(originally published Dec 21, 2017)
SPOILER WARNING: There be spoilers
Star Wars: The Last Jedi shows that different doesn't always mean better, in the longest and least-essential entry in the storied saga. Rian Johnson had a monumental task at hand when undertaking both the writing and directing of the "Empire" episode of an aimless new trilogy, and while he succeeds in a few ways, he left me bored and wanting in many others. Picking up right where The Force Awakens left off, this film feels less like a standalone SW episode and more like a bloated, 150-minute epilogue that they were making up as they went along. For better and mostly worse, this film feels like it was created as a reaction to The Force Awakens, resulting in an interesting, but messy attempt at a course correction. I didn't hate this movie, but I didn't really feel anything for it either, which was almost more frustrating.
A problem that people have often cited with Rian Johnson is that he has a hard time with film structure and narrative momentum. Nowhere is that clearer than in The Last Jedi, which bounces between too many different subplots that are inelegantly woven together. The Rey/Kylo storyline is the best of the bunch, but it didn't amount to much and barely connected with the others. Finn drew the shortest straw in this one, embarking on a time-wasting prequel-level side quest where he and a new character named Rose fail at every opportunity and end up right back where they started.
Learning from failure is a common theme in this film. Pretty much every single character fails in some way, but unfortunately, very few of them learn anything or change at all. When I say this is the least essential film in the saga, it's for this reason. Everyone ends up pretty much right back where they were at the start of the film, rendering the whole film a mostly pointless exercise. Why are we spending two and a half hours with these people and making them fail all the time if they aren't going to change in any way? In the show-stopping lightsaber melee with Kylo Ren, Rey, and a bunch of new action figures, there are hints of the movie taking things in bold new directions (will he leave the dark side? Will she join?), but are quickly scrapped in favor of keeping the status quo. It's like the film is taking baby steps toward new ideas which, like an actual baby's steps, are encouraging, but ineffective.

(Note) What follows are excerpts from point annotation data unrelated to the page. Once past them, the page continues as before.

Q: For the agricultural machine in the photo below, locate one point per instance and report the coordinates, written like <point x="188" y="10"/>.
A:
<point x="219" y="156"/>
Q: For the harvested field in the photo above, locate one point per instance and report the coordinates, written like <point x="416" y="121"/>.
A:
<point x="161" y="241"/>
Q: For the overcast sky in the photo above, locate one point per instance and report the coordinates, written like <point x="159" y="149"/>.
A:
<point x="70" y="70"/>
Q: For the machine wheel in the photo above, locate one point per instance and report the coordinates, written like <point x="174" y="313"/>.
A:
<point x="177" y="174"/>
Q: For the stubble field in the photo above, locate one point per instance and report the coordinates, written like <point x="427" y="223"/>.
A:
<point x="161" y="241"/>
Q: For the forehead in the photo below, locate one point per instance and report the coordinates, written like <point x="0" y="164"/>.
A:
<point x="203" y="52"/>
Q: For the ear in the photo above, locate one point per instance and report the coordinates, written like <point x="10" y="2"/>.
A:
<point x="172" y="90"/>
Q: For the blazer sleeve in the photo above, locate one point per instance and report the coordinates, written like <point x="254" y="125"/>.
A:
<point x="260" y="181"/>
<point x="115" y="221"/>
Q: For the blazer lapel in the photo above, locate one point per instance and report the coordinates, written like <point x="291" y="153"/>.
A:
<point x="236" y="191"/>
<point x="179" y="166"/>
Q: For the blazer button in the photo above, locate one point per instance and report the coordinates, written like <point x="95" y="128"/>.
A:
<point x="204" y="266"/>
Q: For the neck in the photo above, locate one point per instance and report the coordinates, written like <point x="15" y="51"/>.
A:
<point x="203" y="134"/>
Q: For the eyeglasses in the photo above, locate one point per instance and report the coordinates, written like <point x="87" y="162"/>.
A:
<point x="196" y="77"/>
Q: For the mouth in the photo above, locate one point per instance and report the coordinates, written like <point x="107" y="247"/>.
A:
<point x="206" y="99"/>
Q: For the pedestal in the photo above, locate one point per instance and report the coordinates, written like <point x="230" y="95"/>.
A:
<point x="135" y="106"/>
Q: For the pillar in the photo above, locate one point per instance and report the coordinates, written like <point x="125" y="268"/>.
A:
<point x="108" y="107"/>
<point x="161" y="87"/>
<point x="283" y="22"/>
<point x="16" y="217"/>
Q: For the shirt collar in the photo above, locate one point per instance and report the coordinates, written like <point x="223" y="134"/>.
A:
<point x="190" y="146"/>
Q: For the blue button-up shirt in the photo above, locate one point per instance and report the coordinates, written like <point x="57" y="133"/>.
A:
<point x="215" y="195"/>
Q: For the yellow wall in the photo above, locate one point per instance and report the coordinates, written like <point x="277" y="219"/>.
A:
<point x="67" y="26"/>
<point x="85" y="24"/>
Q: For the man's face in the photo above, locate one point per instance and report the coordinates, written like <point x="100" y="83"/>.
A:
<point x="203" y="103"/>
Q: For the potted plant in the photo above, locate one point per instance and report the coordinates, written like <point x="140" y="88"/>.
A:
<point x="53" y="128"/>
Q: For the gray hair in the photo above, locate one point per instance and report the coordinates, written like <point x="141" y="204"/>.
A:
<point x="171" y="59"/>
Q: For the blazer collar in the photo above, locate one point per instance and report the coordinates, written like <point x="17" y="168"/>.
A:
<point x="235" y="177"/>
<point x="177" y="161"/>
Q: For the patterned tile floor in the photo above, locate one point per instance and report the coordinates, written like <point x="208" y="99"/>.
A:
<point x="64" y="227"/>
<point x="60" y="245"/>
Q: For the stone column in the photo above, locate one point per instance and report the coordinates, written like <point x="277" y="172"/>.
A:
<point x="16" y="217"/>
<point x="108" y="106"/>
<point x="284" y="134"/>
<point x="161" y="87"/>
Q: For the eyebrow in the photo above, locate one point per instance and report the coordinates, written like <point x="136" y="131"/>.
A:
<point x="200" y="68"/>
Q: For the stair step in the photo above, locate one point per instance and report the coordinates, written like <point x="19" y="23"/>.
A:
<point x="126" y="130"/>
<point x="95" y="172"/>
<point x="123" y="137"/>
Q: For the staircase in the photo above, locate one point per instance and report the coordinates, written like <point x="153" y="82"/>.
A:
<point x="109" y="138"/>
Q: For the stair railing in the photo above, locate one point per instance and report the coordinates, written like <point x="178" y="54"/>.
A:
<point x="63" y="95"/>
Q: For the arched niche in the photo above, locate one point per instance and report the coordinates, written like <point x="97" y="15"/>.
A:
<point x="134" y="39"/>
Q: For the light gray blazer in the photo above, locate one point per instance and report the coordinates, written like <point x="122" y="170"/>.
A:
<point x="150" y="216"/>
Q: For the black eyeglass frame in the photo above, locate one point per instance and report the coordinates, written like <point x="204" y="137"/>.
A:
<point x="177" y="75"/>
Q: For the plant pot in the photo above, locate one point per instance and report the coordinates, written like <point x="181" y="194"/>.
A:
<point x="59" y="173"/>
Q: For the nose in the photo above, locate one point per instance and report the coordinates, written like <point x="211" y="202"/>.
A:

Tonally, the film is confusing. They've made arguably the "darkest" story of any Star Wars film, but it never feels as weighty as it wants to be thanks in part to the aforementioned structural issues, but also due to its completely inept attempts at humor that fell flat pretty much every time. The tonal dilemma of this movie can be summed up in one shot that occurs early on, when Luke Skywalker cheekily tosses his dad’s lightsaber over a cliff behind him, essentially saying "meh" to one of the most weighty moments of the last film. It feels like Disney saying "you bastards want the opposite of The Force Awakens? You got it!"
I respect their intentions, but a film can't survive on intent alone. It still has to function, and The Last Jedi struggles to do that. It's a sensory feast made up of mostly-tasty ingredients that have been thrown in a casserole dish and left on the counter. Fans of space fights will be pleased with the few inspired moments that are peppered in. The aforementioned lightsaber duel with Rey and Kylo Ren was a pretty great one. There's a lightspeed kamakaze moment that was breathtaking (though it was given to the wrong character), and the battle of Salt Hoth was pretty awesome (until the last moment when Finn had the makings of an incredible character moment interrupted by another prequel-caliber event).
Otherwise, most of what happens in this film is inconsequential, making the whole thing pretty disappointing. I didn't think it was as useless and god-awful as Rogue One, but I also didn't think it was as fun as The Force Awakens despite that one being wholly unoriginal. As evidenced by the polarizing reviews from the public, your mileage may vary on this one. Good luck, and may the force be with some other studio someday.